Regulation of hippocampal theta activity by corticosterone: opposing functions of mineralocorticoid and glucocorticoid receptors.

Recently, we reported that intrahippocampal cholinergic blockade increased corticosterone (CORT) and adrenocorticotrophin (ACTH) secretion induced by restraint stress. These data suggested to us that CORT may modify hippocampal cholinergic function as part of the negative-feedback control of hypothalamic-pituitary-adrenal (HPA) axis activity. Hippocampal cholinergic theta is a rhythmic, sinusoidal waveform that occurs in alert, immobile rats presented with threatening stimuli and is reliably expressed in urethanized rats. We reasoned that if hippocampal cholinergic systems regulate HPA axis activity, perhaps CORT acts to modulate theta activity. In the present study we have examined the effects of blocking mineralocorticoid receptors (MR) and glucocorticoid receptors (GR) on theta activity in urethane-anesthetized rats. Adult male, Lister hooded rats (n=15) were anesthetized with urethane, and a theta recording electrode was positioned in the hippocampus adjacent to an infusion cannula. A bipolar stimulating electrode was placed in the dorsomedial posterior hypothalamus (DMPH) to activate theta. Baseline recordings of DMPH-stimulated activity (0.1-0.5 mA) were obtained. Rats were then administered either the MR antagonist spironolactone or the GR antagonist RU 38486 (150 ng), and DMPH-stimulated activities were monitored for 45 min. Changes in theta frequency (Hz) and amplitude (mV; energy at peak theta frequency) were analyzed using analysis of variance (ANOVA) followed by Bonferroni t-tests. Neither drug affected hippocampal theta frequencies elicited by DMPH stimulation.

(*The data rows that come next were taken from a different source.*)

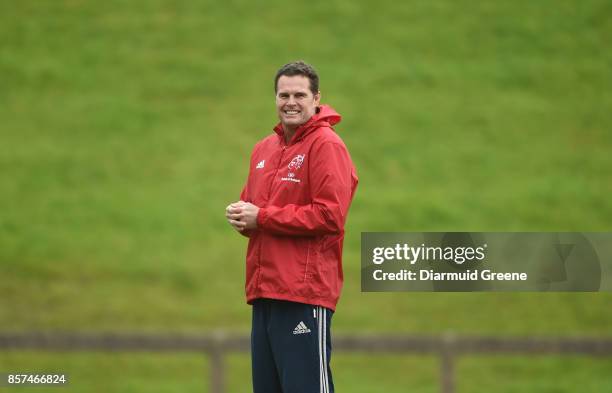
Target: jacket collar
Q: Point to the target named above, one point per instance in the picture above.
(326, 116)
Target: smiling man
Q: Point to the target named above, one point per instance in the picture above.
(293, 209)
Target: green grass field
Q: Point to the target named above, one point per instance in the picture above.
(126, 129)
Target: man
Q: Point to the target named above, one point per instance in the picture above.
(293, 209)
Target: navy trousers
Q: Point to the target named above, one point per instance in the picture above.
(290, 347)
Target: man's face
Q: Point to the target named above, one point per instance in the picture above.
(295, 103)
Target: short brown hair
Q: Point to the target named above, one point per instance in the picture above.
(299, 68)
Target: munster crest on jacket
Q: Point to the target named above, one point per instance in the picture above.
(296, 163)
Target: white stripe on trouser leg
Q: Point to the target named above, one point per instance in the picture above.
(326, 379)
(321, 373)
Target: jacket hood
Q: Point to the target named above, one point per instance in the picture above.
(326, 116)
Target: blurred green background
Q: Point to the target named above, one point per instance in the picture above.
(126, 128)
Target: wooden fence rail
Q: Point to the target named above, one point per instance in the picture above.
(216, 345)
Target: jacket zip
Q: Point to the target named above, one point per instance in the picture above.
(280, 160)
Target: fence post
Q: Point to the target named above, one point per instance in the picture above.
(447, 372)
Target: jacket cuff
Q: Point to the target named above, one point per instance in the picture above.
(261, 217)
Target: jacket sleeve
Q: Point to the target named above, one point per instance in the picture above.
(245, 195)
(332, 181)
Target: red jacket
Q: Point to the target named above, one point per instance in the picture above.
(303, 190)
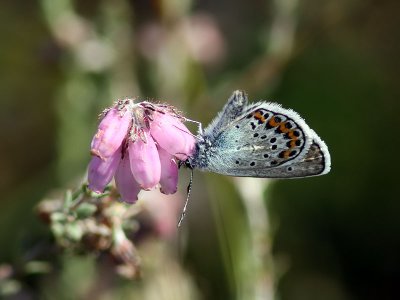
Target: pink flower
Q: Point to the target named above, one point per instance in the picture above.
(110, 134)
(172, 135)
(138, 145)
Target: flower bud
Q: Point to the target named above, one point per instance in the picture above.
(172, 135)
(145, 162)
(111, 132)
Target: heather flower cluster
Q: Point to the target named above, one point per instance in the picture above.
(138, 145)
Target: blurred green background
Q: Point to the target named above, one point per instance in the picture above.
(333, 61)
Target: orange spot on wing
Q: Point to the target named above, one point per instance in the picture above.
(283, 128)
(259, 116)
(273, 123)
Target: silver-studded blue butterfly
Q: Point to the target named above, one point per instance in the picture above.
(259, 140)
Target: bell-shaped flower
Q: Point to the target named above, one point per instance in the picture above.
(138, 145)
(101, 172)
(172, 135)
(145, 161)
(125, 182)
(111, 132)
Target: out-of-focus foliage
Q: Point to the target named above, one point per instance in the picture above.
(333, 237)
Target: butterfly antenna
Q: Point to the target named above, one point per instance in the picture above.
(189, 189)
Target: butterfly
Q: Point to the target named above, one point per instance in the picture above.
(258, 140)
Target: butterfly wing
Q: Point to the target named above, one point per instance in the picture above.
(266, 140)
(230, 112)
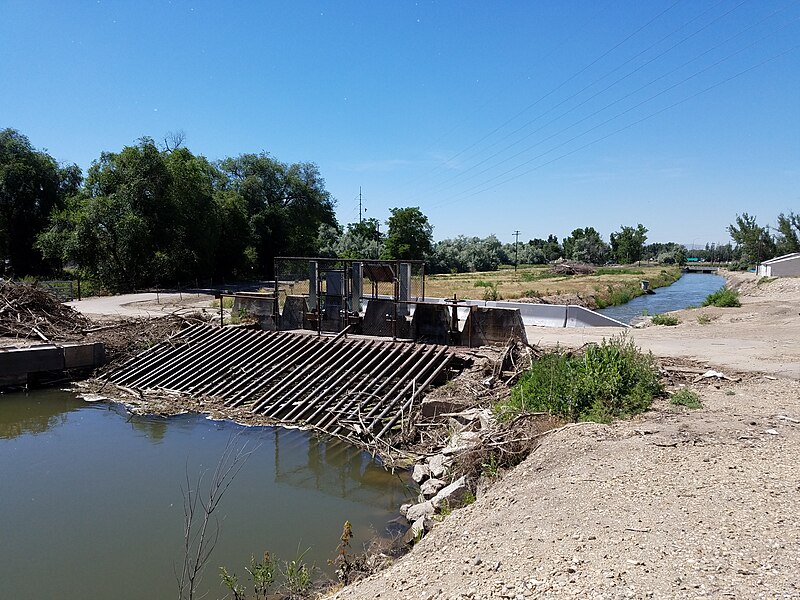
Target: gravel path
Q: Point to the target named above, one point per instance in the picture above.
(674, 504)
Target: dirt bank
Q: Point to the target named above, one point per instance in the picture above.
(675, 504)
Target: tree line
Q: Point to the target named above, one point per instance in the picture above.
(161, 215)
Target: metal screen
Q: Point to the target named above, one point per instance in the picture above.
(370, 297)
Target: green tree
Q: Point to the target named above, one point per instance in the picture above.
(754, 241)
(286, 204)
(628, 244)
(789, 233)
(31, 186)
(586, 245)
(410, 235)
(146, 216)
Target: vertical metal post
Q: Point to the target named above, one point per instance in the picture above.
(313, 283)
(357, 278)
(319, 307)
(276, 308)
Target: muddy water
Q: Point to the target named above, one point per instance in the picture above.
(91, 504)
(690, 290)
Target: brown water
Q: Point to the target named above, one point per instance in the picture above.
(91, 502)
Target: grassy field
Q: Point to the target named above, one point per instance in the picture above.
(606, 286)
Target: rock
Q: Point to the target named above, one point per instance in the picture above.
(421, 526)
(423, 509)
(430, 488)
(453, 494)
(420, 473)
(436, 466)
(397, 526)
(461, 441)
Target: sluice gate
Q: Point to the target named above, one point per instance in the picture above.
(354, 388)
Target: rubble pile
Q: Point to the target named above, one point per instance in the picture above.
(27, 311)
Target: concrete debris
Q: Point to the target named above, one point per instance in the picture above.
(423, 509)
(437, 466)
(420, 473)
(453, 494)
(431, 487)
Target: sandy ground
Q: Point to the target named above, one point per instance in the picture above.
(147, 304)
(674, 504)
(763, 335)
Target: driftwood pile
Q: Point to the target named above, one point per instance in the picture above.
(30, 312)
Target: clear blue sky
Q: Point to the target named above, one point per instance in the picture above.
(537, 116)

However, GR blockade produced marked increases in theta amplitudes of approximately 100% above predrug levels. Alternatively, MR blockade produced exactly the opposite response, as amplitude values fell to approximately 50% of predrug levels. Hippocampal cholinergic theta activity is modulated by CORT acting through MR and GR, and the rapidity of the response suggests a nongenomic mechanism. These data raise the possibility that hippocampal cholinergic systems, and theta activity, are involved in CORT-mediated negative-feedback control of the HPA axis.